Dans Apocalypse 6.1-8, à chaque ouverture des quatre premiers sceaux, un des quatre êtres vivants dit : « Viens » (ou « Viens et vois » selon certaines traductions).

Deux principales interprétations

 

  1. Appel adressé à Jean (le voyant)

Sens : les êtres vivants invitent Jean à s’approcher et à contempler la vision qui va se dérouler.

Argument : le rôle de Jean est de « voir » et de « rapporter » ce qu’il contemple. Le « Viens » est donc une invitation liturgique à participer à la révélation.

Conséquence : cela souligne que la révélation est donnée à l’Église par l’intermédiaire de Jean.

 

  1. Appel adressé au cavalier

Sens : les êtres vivants appellent le cavalier à sortir et à accomplir sa mission.

Argument : immédiatement après le « Viens », le cheval et son cavalier apparaissent. Le mot fonctionne comme un ordre d’entrée en scène.

Conséquence : cela souligne que les jugements sont déclenchés par l’autorité divine, relayée par les êtres vivants.

Nuance linguistique

Le grec dit simplement « Erchou » = « Viens ».

Le texte ne précise pas explicitement le destinataire.

Les deux lectures sont possibles, et beaucoup de commentateurs reconnaissent une double fonction :

Pour Jean : invitation à voir.

Pour le cavalier : ordre de sortir.

 

Portée théologique

Si adressé à Jean : cela met en avant la vocation prophétique, voir et transmettre.

Si adressé au cavalier : cela met en avant la souveraineté divine, les jugements ne se déclenchent que sur ordre céleste.

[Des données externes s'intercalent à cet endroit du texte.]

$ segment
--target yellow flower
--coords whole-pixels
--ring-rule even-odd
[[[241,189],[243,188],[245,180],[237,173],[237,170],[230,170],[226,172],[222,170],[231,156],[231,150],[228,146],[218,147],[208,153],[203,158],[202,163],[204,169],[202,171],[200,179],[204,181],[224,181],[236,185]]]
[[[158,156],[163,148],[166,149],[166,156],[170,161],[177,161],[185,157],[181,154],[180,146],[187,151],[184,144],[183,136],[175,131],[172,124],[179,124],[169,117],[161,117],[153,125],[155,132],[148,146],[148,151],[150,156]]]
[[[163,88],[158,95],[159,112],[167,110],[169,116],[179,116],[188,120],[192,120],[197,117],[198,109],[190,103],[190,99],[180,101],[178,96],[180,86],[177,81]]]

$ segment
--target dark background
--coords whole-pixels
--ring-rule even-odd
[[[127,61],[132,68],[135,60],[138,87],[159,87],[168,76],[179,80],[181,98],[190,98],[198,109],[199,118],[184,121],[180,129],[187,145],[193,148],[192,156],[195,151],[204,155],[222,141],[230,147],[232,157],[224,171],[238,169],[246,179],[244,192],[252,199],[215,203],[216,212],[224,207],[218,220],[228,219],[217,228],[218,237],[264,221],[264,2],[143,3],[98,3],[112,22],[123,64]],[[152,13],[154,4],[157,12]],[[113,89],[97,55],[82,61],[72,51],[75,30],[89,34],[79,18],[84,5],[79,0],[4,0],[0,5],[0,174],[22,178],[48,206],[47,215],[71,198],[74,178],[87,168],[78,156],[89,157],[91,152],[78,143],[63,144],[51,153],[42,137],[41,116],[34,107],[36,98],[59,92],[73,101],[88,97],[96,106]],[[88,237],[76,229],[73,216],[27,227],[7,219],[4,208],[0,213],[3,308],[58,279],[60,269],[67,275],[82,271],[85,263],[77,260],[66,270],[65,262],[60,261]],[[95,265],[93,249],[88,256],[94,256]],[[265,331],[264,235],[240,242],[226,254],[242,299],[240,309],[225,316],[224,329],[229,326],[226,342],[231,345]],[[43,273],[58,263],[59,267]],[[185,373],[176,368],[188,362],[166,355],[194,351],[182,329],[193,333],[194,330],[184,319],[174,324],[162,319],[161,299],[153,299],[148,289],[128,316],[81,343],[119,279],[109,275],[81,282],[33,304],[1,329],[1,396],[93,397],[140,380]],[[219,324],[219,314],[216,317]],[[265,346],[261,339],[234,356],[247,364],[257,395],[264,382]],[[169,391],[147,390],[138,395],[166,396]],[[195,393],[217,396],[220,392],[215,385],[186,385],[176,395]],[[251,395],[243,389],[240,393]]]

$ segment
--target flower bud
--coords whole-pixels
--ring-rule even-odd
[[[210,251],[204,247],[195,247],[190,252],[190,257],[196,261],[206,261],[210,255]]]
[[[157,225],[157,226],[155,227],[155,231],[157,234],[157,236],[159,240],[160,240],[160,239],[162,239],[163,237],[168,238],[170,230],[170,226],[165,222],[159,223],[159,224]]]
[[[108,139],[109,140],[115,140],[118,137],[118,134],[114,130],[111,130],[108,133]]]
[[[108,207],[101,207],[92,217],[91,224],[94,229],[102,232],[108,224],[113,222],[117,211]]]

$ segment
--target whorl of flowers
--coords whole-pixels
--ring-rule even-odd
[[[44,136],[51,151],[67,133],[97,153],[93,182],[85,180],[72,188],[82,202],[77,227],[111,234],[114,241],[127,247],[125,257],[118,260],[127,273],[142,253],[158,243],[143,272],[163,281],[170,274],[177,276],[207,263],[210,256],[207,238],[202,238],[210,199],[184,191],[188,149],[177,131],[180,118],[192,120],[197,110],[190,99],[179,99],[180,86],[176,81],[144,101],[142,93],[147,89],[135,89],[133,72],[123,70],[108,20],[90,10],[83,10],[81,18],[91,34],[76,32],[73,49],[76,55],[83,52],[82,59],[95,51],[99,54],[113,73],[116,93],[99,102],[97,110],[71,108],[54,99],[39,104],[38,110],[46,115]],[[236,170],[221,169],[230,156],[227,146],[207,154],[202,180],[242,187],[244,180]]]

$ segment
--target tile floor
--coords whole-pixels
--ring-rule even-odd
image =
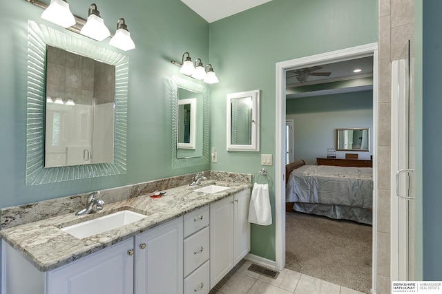
[[[271,279],[247,270],[250,264],[241,261],[209,294],[363,294],[287,269]]]

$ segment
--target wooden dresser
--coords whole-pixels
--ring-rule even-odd
[[[333,165],[335,167],[373,167],[373,161],[370,159],[349,158],[316,158],[318,165]]]

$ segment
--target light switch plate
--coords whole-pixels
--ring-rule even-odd
[[[261,165],[272,165],[271,154],[261,154]]]

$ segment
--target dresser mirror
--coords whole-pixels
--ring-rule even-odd
[[[260,151],[260,91],[227,94],[227,150]]]
[[[172,76],[172,166],[209,163],[209,88]]]
[[[369,128],[336,129],[337,151],[369,151]]]
[[[47,48],[49,50],[48,50]],[[55,55],[51,56],[50,52],[52,48],[59,48],[61,50],[54,50],[52,53]],[[95,63],[97,61],[100,63],[98,63],[98,67],[101,67],[99,65],[103,64],[109,65],[109,67],[107,70],[101,69],[97,72],[94,71],[93,74],[84,72],[85,71],[82,70],[77,70],[78,72],[81,72],[81,74],[73,75],[72,74],[73,69],[67,70],[65,66],[63,70],[62,65],[55,63],[56,67],[58,67],[58,70],[55,70],[55,74],[46,75],[47,61],[57,60],[57,62],[59,63],[59,54],[69,55],[71,57],[70,63],[73,63],[74,60],[78,61],[83,58],[81,56],[85,56],[90,59],[84,61],[84,63],[90,63],[93,61]],[[67,61],[66,59],[66,62]],[[114,72],[115,74],[113,76],[108,72],[108,74],[102,75],[99,72],[102,70],[108,72]],[[53,83],[46,84],[46,81],[61,79],[63,77],[60,73],[64,70],[65,79],[66,72],[69,72],[70,78],[72,78],[70,82],[73,83],[75,81],[78,83],[77,80],[80,76],[82,77],[83,74],[88,76],[89,83],[92,79],[91,74],[95,76],[94,79],[110,79],[105,81],[102,85],[97,86],[97,91],[94,91],[93,94],[85,94],[86,90],[84,85],[75,87],[66,87],[66,85],[63,86]],[[99,47],[86,41],[86,39],[84,40],[77,39],[32,21],[28,21],[26,171],[27,185],[126,173],[128,76],[128,58],[127,56]],[[93,84],[90,87],[95,87],[95,83]],[[111,84],[113,85],[110,85]],[[104,88],[106,90],[104,90]],[[79,94],[80,92],[81,94]],[[107,98],[101,98],[102,96],[106,96]],[[84,103],[86,96],[95,98],[95,102],[91,99],[87,107],[81,106],[85,105],[82,103]],[[95,110],[93,109],[94,104]],[[102,104],[103,105],[101,106],[103,107],[97,107]],[[104,105],[106,106],[104,106]],[[68,114],[68,108],[73,106],[74,106],[73,108],[79,109],[78,112],[82,113],[80,115],[81,118],[78,118],[76,123],[73,123],[73,125],[78,125],[75,128],[76,131],[73,131],[72,128],[64,129],[67,127],[68,125],[68,119],[66,116],[73,117],[67,114]],[[62,107],[65,108],[61,108]],[[105,111],[104,108],[107,110]],[[88,114],[88,112],[93,111],[97,116],[95,118]],[[57,114],[55,114],[55,113]],[[106,114],[104,114],[104,113]],[[48,118],[46,123],[45,123],[45,116]],[[98,121],[101,120],[106,121],[104,125],[99,127]],[[97,134],[101,133],[99,136],[106,137],[101,147],[98,145],[96,147],[92,144],[93,140],[99,141],[93,134],[94,125],[97,129],[99,129]],[[86,127],[92,127],[85,131]],[[77,136],[79,138],[79,140],[68,142],[70,139],[67,139],[66,135],[71,132],[79,133]],[[48,154],[45,154],[45,140],[48,149]],[[58,149],[54,149],[50,147],[50,145],[57,145],[54,144],[54,141],[59,143],[64,141],[68,144]],[[89,145],[90,145],[90,149],[85,147]],[[94,150],[104,149],[103,145],[112,146],[111,148],[106,149],[105,156],[103,156],[102,153],[100,155],[99,152],[94,151]],[[67,154],[66,147],[68,147]],[[63,148],[65,149],[64,155],[63,155]],[[51,154],[51,152],[54,153]],[[60,153],[59,158],[57,158],[58,156],[55,154],[57,152]],[[71,161],[70,158],[73,157],[70,154],[73,153],[75,153],[76,156]],[[94,158],[98,159],[99,157],[104,158],[99,162],[105,163],[95,163],[96,162],[93,161]],[[64,165],[62,165],[63,162]]]

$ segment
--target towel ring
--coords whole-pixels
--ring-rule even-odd
[[[271,177],[269,175],[269,173],[267,172],[267,169],[261,169],[259,171],[253,175],[253,179],[254,179],[253,182],[258,184],[258,180],[259,179],[260,176],[265,177],[266,182],[267,184],[269,184],[269,186],[271,186],[273,185],[273,180],[271,179]]]

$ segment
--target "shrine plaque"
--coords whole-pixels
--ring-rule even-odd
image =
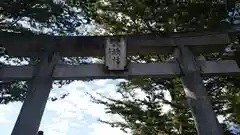
[[[105,66],[108,70],[125,70],[127,65],[126,43],[123,38],[106,39]]]

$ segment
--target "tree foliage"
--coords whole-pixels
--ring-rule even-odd
[[[89,0],[89,17],[111,34],[152,33],[170,35],[178,32],[201,32],[228,28],[223,23],[228,16],[226,3],[221,0]],[[219,58],[220,52],[207,54],[209,60]],[[134,62],[165,62],[168,56],[134,56]],[[159,69],[161,70],[161,69]],[[213,109],[228,122],[239,123],[238,77],[204,78]],[[186,105],[179,78],[159,79],[138,77],[119,84],[121,99],[92,97],[103,104],[106,112],[118,114],[125,122],[104,121],[134,135],[192,135],[196,134],[190,110]],[[136,88],[144,93],[137,96]],[[164,93],[169,93],[170,99]],[[171,106],[164,112],[163,105]]]

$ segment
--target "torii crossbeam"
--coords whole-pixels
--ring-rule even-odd
[[[104,56],[107,39],[122,38],[127,55],[177,53],[177,61],[167,63],[129,63],[127,70],[114,72],[104,70],[103,64],[64,65],[59,57]],[[181,77],[199,135],[221,135],[201,76],[239,75],[235,60],[205,61],[196,56],[224,51],[230,43],[229,32],[203,32],[157,35],[118,36],[46,36],[0,33],[0,45],[8,55],[15,57],[39,57],[38,65],[5,66],[0,69],[0,80],[27,80],[30,82],[27,98],[23,104],[12,135],[35,135],[53,80],[81,80],[130,78],[135,76]]]

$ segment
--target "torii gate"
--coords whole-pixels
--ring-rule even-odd
[[[181,76],[198,135],[222,135],[201,76],[239,75],[240,68],[235,60],[206,61],[199,60],[196,56],[223,51],[229,42],[229,32],[176,34],[170,37],[157,35],[58,37],[0,33],[0,44],[6,48],[8,55],[41,58],[38,65],[7,66],[0,69],[0,79],[3,81],[31,82],[12,135],[37,133],[53,80],[135,76],[161,78]],[[109,54],[107,50],[114,48],[118,49],[117,53]],[[104,52],[105,65],[58,64],[59,57],[104,56]],[[126,55],[173,52],[177,59],[167,63],[127,64],[126,61]],[[113,57],[118,60],[112,60]],[[107,70],[105,66],[108,66]]]

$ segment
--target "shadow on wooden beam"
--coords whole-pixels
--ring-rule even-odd
[[[206,61],[201,63],[202,75],[240,75],[240,68],[233,60]],[[34,66],[11,66],[0,70],[0,80],[29,80],[32,78]],[[55,80],[83,79],[117,79],[136,76],[155,76],[161,78],[176,77],[181,74],[176,63],[150,63],[129,65],[128,71],[121,73],[106,72],[101,64],[57,65],[53,78]]]
[[[36,56],[44,44],[56,44],[60,56],[103,56],[106,38],[123,37],[128,55],[171,54],[178,45],[194,53],[223,51],[229,43],[227,32],[178,34],[163,37],[153,34],[117,36],[46,36],[0,33],[0,45],[10,56]],[[50,42],[50,43],[49,43]]]

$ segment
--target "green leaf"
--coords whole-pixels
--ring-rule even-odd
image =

Lecture intégrée : les deux sens se complètent. Jean est invité à voir ce que Dieu ordonne, et les cavaliers sortent parce que Dieu les appelle.

 

Synthèse

Lorsque les êtres vivants disent « Viens », le texte peut être compris à la fois comme une invitation à Jean (viens et contemple) et comme un ordre au cavalier (viens et agis). Cette ambiguïté est volontaire : elle souligne que la révélation est donnée au prophète, mais que les jugements sont aussi déclenchés par l’autorité divine.